I think Las Vegas is the better fit for the Southwest Division. Frankly, you won't have to worry about a venue or hotel rooms. And fans will PACK the place.


----------



## Jermaniac Fan (Jul 27, 2003)

http://www.realgm.com/src_wiretap_archives/37200/20050902/hornets_looking_at_oklahoma_city/


----------



## Junkyard Dog13 (Aug 9, 2003)

relocating to Houston ain't so bad but I think the Hornets should use the Compaq centre since they would'nt have to share or worry about the scedule problems.


----------



## Carbo04 (Apr 15, 2005)

The Compaq Center is now actually a church. So they'd be on the church's schedule.


----------



## DWest Superstar (Jun 30, 2005)

What about LSUs Maravich center?


----------



## The Man (Aug 20, 2005)

I think its time to move them. Las Vegas would be the best and they should change the name while they are at it.


----------



## Pasha The Great (Apr 9, 2005)

No, there is ZERO chance of them going to Vegas. Vegas is a huge important market and they aren't going to ruin it by sending a terrible team under rushed temporary circumstances. Also, Stern hates Shin and won't give the Vegas market to him.


----------



## Sixerfanforlife (Jun 23, 2005)

How about the Hornets' Play in Philadelphia?

Old times eh remember 2002?


Formidble opponents, and still are.


----------



## lw32 (May 24, 2003)

Carbo04 said:


> In the full scope of things, this isn't really important at this time. But it did cross my mind. With the city underwater, the whole city evacuated, so many homes, and businesses destroyed, and recovry time that will take years. And the flood water that will take months to clean up.. It seems to me that the Hornets might realistically have to not play next season. What do you think?


There is no doubt in my mind that the Hornets will play next year. Them not playing would be too difficult for the league and Shinn. Would the players get paid to sit out the season? Would this void their contracts? Think about the financial repercussions this would have on the franchise. What would happen to the NBA schedule, and the Southwest division? The division would have 4 teams, while the rest have 5. It won't happen.

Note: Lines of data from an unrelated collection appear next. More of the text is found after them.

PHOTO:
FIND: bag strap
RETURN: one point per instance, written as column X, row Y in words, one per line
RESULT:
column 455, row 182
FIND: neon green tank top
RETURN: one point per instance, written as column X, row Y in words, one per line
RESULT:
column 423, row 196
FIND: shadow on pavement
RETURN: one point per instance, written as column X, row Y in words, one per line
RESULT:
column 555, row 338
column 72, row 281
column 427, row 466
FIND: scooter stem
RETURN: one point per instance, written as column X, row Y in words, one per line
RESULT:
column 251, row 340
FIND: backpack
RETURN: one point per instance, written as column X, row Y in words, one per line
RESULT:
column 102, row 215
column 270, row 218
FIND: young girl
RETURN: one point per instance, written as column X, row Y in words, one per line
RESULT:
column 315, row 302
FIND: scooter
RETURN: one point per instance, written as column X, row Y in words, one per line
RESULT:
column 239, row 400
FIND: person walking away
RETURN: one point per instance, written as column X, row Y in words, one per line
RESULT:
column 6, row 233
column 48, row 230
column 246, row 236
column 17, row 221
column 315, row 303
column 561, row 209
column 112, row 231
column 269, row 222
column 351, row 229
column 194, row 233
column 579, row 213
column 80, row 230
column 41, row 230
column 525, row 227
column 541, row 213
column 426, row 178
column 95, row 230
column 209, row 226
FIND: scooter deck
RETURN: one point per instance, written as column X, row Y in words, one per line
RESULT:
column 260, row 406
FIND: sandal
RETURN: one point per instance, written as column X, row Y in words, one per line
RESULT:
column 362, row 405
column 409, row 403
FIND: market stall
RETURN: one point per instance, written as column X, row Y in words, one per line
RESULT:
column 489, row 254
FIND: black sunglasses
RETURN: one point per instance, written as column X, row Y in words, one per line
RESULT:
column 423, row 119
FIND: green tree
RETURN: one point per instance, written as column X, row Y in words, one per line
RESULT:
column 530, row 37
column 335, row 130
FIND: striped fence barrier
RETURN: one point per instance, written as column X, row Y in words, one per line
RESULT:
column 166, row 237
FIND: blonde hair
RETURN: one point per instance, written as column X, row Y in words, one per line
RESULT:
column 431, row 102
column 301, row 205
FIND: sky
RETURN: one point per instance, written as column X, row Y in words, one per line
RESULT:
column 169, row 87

They won't be playing in New Orleans, at least not until All-Star break I'd say. With the abundance of cities offering to host the Hornets, they will be playing next season.


----------



## Geaux Tigers (Apr 26, 2004)

The Hornets might move but it will only be under temporary circumstances...


----------



## Geaux Tigers (Apr 26, 2004)

Gerald Green said:


> What about LSUs Maravich center?


Thats what Im hoping for. Its only an hour or so outside of New Orleans and Id be able to go to every game... :biggrin:


----------



## vancouvergrizzlies (Aug 9, 2005)

there has been talk of NO playing in many different cities. i'm hoping for vancouver because i'm from there and vancouver is the only city out of the choices that has an NBA facility (the grizzlies). that's all.


----------



## Gambino (Feb 11, 2004)

The Hornets may play in OKC for 1 year. But if they can't play in New Orleans, KC or St. Louis seems to be the logical choice. KC is building a new arena and StL is a big enough city that deserves a team.


----------



## Gambino (Feb 11, 2004)

Junkyard Dog13 said:


> relocating to Houston ain't so bad but I think the Hornets should use the Compaq centre since they would'nt have to share or worry about the scedule problems.


yeah thats a church now. But they could always play in hoffienz pavilion, the houston cougars home.


----------



## USSKittyHawk (Jul 22, 2005)

Gambino said:


> The Hornets may play in OKC for 1 year.


Yea that is what I heard as well, all they need to do is dot the I's and cross the T's.


----------



## KJay (Sep 22, 2002)

oh they'll play, Stern will put them in Las Vegas or Baltimore.


----------